It looks like Microsoft has their eyes set on improving Japanese industrial efforts with its MR platform. The latest of companies to bring Microsoft HoloLens googles into their production line is Toyota Motors. The Japanese automaker joins the host of other Asia-based companies who make the most of Microsoft Mixed Reality headset.

Toyota Hololens

The impact such technology has on corporate production can hardly be overstated. The possibility to enhance production line efforts by overlaying virtual information onto real world is well documented. Toyota, staying true to their kaizen philosophy, is always the favorite as far as emerging technologies are concerned. What Microsoft Mixed Reality headset offers Toyota is the overall improvement that doesn’t fit a single category of production efforts. Meanwhile, Toyota deal is an extension of Microsoft’s idea to digitalize the corporate big-data services.

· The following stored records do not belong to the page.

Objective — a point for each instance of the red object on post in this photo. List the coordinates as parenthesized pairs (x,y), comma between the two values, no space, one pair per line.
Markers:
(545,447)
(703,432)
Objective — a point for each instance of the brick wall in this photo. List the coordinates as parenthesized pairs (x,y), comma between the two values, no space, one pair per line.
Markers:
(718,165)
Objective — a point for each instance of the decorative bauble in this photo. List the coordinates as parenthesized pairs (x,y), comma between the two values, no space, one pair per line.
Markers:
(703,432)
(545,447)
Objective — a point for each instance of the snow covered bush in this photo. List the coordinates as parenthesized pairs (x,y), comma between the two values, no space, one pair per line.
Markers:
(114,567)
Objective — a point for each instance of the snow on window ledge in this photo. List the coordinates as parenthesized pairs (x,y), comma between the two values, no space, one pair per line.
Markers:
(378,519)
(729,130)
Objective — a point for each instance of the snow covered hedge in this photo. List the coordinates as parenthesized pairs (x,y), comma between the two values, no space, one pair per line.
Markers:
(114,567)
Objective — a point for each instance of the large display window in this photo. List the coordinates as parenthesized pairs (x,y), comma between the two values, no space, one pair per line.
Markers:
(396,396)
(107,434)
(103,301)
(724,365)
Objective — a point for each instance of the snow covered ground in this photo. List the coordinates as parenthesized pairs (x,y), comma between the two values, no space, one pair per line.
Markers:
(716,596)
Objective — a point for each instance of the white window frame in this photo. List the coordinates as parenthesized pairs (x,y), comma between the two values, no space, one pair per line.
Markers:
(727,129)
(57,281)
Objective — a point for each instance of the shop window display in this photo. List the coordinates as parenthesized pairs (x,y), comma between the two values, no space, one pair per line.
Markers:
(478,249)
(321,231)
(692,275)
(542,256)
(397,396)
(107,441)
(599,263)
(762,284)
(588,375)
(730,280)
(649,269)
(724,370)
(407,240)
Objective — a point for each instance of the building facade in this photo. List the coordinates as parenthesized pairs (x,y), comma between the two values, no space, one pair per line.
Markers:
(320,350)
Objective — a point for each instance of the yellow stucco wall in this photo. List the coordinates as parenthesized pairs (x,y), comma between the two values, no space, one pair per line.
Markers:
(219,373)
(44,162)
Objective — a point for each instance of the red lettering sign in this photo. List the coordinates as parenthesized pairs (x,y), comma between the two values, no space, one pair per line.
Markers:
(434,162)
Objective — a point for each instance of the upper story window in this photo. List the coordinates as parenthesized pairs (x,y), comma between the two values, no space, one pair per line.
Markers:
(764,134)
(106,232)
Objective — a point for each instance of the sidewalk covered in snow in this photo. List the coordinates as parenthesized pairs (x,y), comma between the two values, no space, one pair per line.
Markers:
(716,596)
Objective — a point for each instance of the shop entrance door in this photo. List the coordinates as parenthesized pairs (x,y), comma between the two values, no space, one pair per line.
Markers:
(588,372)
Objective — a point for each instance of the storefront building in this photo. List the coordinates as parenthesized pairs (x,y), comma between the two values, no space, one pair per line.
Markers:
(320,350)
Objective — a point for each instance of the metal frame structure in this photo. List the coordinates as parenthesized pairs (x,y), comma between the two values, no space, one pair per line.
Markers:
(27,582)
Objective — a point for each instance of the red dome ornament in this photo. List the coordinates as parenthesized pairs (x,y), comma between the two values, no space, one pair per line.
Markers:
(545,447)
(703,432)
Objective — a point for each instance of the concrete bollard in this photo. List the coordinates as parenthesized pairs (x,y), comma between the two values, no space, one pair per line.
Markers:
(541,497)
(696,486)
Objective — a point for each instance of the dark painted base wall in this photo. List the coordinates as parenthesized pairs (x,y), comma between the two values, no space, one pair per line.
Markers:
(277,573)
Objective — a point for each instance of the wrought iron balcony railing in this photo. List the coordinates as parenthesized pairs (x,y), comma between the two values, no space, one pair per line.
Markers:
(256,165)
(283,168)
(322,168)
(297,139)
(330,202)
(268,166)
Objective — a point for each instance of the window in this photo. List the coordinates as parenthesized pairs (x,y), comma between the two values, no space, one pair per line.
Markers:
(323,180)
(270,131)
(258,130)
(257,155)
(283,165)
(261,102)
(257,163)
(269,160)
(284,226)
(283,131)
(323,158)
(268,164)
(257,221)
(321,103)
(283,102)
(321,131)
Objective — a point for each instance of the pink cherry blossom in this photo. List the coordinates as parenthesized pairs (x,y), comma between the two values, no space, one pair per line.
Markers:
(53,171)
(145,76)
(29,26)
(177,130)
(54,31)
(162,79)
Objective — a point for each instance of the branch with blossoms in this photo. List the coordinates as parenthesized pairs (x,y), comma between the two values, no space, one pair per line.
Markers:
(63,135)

Information technologies take various shapes and forms, all of which lead towards an inevitable digitalization of businesses. For Microsoft CEO Satya Nadella, today everything is run by software. ‘It doesn’t matter if you’re a bank’, he says, ’it doesn’t matter if you’re in retail or in automotive. All of you are in the software business and in the digital business going forward’. The statement, though slightly pompous, rings true in a following manner: corporate business as we know it would not be possible without an effective organization of big data services. As Microsoft is moving forward to become the uncrowned king of corporate big data analysis, the company has to maintain the forefront of new tech development and application.

Toyota Introduces Microsoft HoloLens to its Production Line Efforts

Microsoft Mixed Reality headset sure does play its role in this. Particularly in Japan, where HoloLens is useful every industry you take. In furniture retail business for instance, Nitori is relying on chat tools from Microsoft to communicate the distribution. Construction Company, Komatsu, too, relies heavily on digital data for their project operation runs, having entire sites digitalized. Toyota motors, for their part, is on the verge of making a radical shift towards Mixed Reality factory floor production. Ranging from comparatively speaking mundane tasks like checking paint thickness, and all the way towards more challenging endeavors, Microsoft Mixed Reality headset will definitely bring about a change of pace and effectiveness to the tasks‘ completion.

Microsoft themselves have little room for idleness in the corporate client sphere. Though much better than in the early 2000, the 10% cloud services market share is still miles away from what Amazon enjoys. Microsoft, too, paid the price for mobile phone slippages that, at the time, pinned them below the fellow technology juggernauts. Last six months, however, prove to be the Microsoft’s best in recent times, and deserving of a comeback dubbing stock-wise. And a young, unrefined, fresh MR market might have had something to do with it.

The Sun does shine bright in the Far East for Microsoft, though. Toyota’s philosophy of continual improvement is undisputed, and the fact they chose Microsoft Mixed Reality headset speaks volumes. No doubt both will reap huge benefits from this deal, and encourage other carmakers to embrace Mixed Reality technologies.